I’m sorry. Really. It’s not that I want to do this. However, I’m about to recycle a blog post I wrote on an old iteration of this blog over at blogspot.com. I wrote the post in 2007, just prior to the great recession. The opulence and sheer size of the pieces manufactured by Restoration Hardware, even then, seemed offensive. Post-2008 and the economic situation of the past 8 years–they’re downright ignorant.
Of course this is just my opinion. I’m not begrudging anyone their access to Restoration Hardware’s “Kensington Collection” or any other collection named after the landed gentry. I’d just like to know who put me on the mailing list. This furniture would so overwhelm the rooms of my small-roomed duplex as to cause us to have to swim through and across it in order to traverse the rooms. That is, if it could even get through my front door.
And dining room tables capable of hosting an entire Viking raiding party…
I don’t mean to suggest that there’s anything wrong with this. Oh, I could try to connect the dots. You know…Mass mailings of catalogs from companies like those mentioned in this post’s title create a desire for the opulence and splendor of “The Wellington” or “The Turner” collection to fill bedrooms or dining rooms and thus people buy huge homes outside their means in order to accommodate the huge size of this furniture using tricky lending packages they really don’t understand and which eventually end in foreclosure creating a crisis of national proportion.No, I won’t blame that crisis on companies like those named above. Furniture doesn’t drive home sales, obviously. However, the standard of living suggested in the catalogs published by these companies is certainly not middle class, and yet, well…that’s what really gets me. I mean, how did I end up on their mailing list? One would think that with all the access to information we have these days, companies would better target their mailing of glossy, clearly expensive catalogs by accessing home sales records and mailing only to those homes of 3000 square feet or more. And yet, here I sit with over 30 catalogs a year from no less than five different companies all of whom manufacture furniture so large it wouldn’t even fit through my front door.
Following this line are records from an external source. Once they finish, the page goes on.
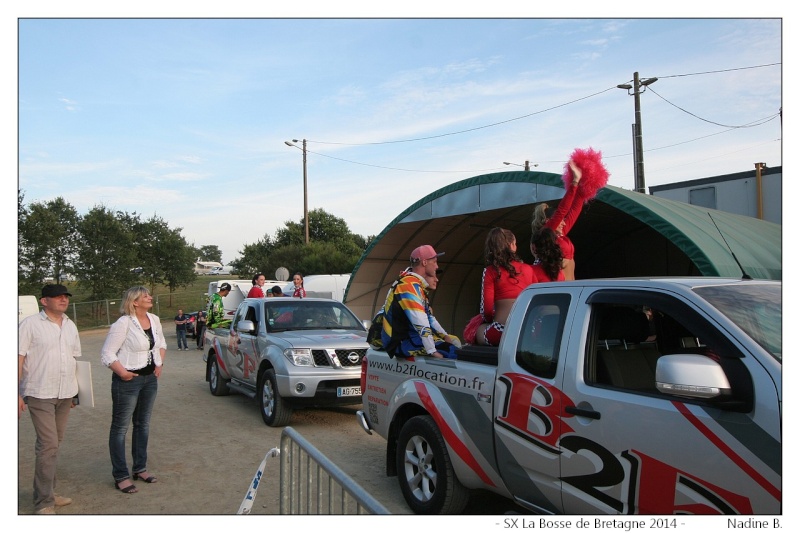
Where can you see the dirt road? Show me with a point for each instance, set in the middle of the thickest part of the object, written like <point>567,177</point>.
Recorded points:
<point>203,449</point>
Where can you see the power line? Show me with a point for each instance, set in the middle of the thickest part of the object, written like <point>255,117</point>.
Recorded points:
<point>747,125</point>
<point>758,122</point>
<point>470,129</point>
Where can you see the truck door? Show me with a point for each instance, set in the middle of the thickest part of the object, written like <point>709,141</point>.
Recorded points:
<point>629,448</point>
<point>528,403</point>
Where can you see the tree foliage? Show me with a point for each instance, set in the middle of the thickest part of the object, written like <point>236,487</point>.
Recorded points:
<point>47,241</point>
<point>332,248</point>
<point>107,251</point>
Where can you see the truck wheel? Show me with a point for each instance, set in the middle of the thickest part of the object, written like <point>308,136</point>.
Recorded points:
<point>274,409</point>
<point>425,472</point>
<point>217,384</point>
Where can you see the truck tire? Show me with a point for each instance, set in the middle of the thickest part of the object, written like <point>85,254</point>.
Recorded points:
<point>217,384</point>
<point>425,472</point>
<point>274,409</point>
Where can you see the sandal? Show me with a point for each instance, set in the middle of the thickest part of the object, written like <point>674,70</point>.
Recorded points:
<point>148,479</point>
<point>130,489</point>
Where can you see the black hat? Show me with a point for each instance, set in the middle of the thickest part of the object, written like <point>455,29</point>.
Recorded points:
<point>51,291</point>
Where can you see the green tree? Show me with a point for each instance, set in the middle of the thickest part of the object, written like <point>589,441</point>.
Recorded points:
<point>332,248</point>
<point>106,254</point>
<point>47,241</point>
<point>255,258</point>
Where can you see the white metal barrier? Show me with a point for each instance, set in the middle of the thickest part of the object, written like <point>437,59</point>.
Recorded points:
<point>310,483</point>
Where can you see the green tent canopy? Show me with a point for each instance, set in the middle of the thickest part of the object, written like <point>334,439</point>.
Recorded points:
<point>619,233</point>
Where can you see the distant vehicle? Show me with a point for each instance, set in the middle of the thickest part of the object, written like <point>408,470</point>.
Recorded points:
<point>287,353</point>
<point>28,305</point>
<point>321,286</point>
<point>220,271</point>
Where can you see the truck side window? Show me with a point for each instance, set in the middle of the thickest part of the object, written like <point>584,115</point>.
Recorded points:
<point>629,339</point>
<point>540,339</point>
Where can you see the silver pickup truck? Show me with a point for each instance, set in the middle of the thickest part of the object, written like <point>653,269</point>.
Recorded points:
<point>620,396</point>
<point>287,353</point>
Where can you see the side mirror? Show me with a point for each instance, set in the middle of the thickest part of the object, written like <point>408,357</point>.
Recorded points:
<point>246,326</point>
<point>691,376</point>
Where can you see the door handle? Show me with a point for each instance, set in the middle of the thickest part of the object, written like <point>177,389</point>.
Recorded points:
<point>586,413</point>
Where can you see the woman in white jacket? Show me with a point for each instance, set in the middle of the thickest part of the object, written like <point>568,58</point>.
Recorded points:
<point>134,350</point>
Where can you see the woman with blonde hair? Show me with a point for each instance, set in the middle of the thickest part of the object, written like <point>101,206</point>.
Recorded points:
<point>134,350</point>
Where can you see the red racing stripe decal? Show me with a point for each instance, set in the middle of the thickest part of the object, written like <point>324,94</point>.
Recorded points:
<point>219,355</point>
<point>449,435</point>
<point>733,456</point>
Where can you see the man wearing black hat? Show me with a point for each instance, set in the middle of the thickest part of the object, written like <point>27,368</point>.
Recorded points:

Of course, the size of the furniture isn’t the only thing disproportionate about these pieces. Take a look at their prices???!! $179 for a measly nightstand? Did I miss something here? I mean, these are mass-produced pieces of furniture, right?? And if it’s really big, it’s probably “Assemble it yourself” quality.
Or maybe I’m just looking at this the wrong way. Maybe the furniture isn’t bloated, immense, or obese. Maybe it’s comfy, homey, roomy, enveloping, ample…like a bosom. That’d make sense. Most of us would like to nestle our heads back there again. Maybe if they sold it to me that way I’d like it better. Instead of naming their furniture lines after the blue-blooded, landed gentry who traipsed the English heather a century or so ago, why not anthropomorphize it?
Now, that’s comfy looking, homey. Why not say this sofa is from the “Buxom Chest” collection and comes only in “creamy milkmaid”? That seems reasonable and certainly helps me understand why I’d buy this sofa more than “The Charleston Collection.”
Or what about this one:
In a nod to Monty Python, I’d say this couch is from the “Huge Tracts of Land” collection and comes in a beautiful “Bloody Lipstick.” Again, at least I can see that, and laugh at it as I max out my credit card.
Or it’s just me, right? It’s my problem. I’m just a miserable old curmudgeon. (Is that redundant? Doubly so?) Sure, I could be envious of those who have “Huge Tracts of Land” and “Buxom Chests”, but I truly think there’s something more here. It’s an entire American obsession with size. In our bodies, we want to be thin, trim, fit, but our appetites deny us this. The land of plenty is too much for us. We succumb to its cornucopias. Plates of food large enough for two people and then some. Cars the size of small busses. Movie theaters large enough to hold 24 screens (though said screens are barely bigger than a large screen TV). Acres of parking lots at malls the size of small townships. We have it all. But think about it. What do we do? We complain about it. “It’s too crowded.” “The food is bland.” “The blindspot is too big.” Or my favorite, spoken by an employee at a local Movie-emporium, “I hate working here.”
I guess what I’d like to suggest is the tired epiphany that, bigger isn’t better. (This post, big as it is, is an excellent example of that truism.) It doesn’t make us any happier, more satisfied, or better fed. Although, sitting here in my small sofa with my wife’s feet contending for space with this laptop…I guess a bigger sofa would make things a bit more comfy.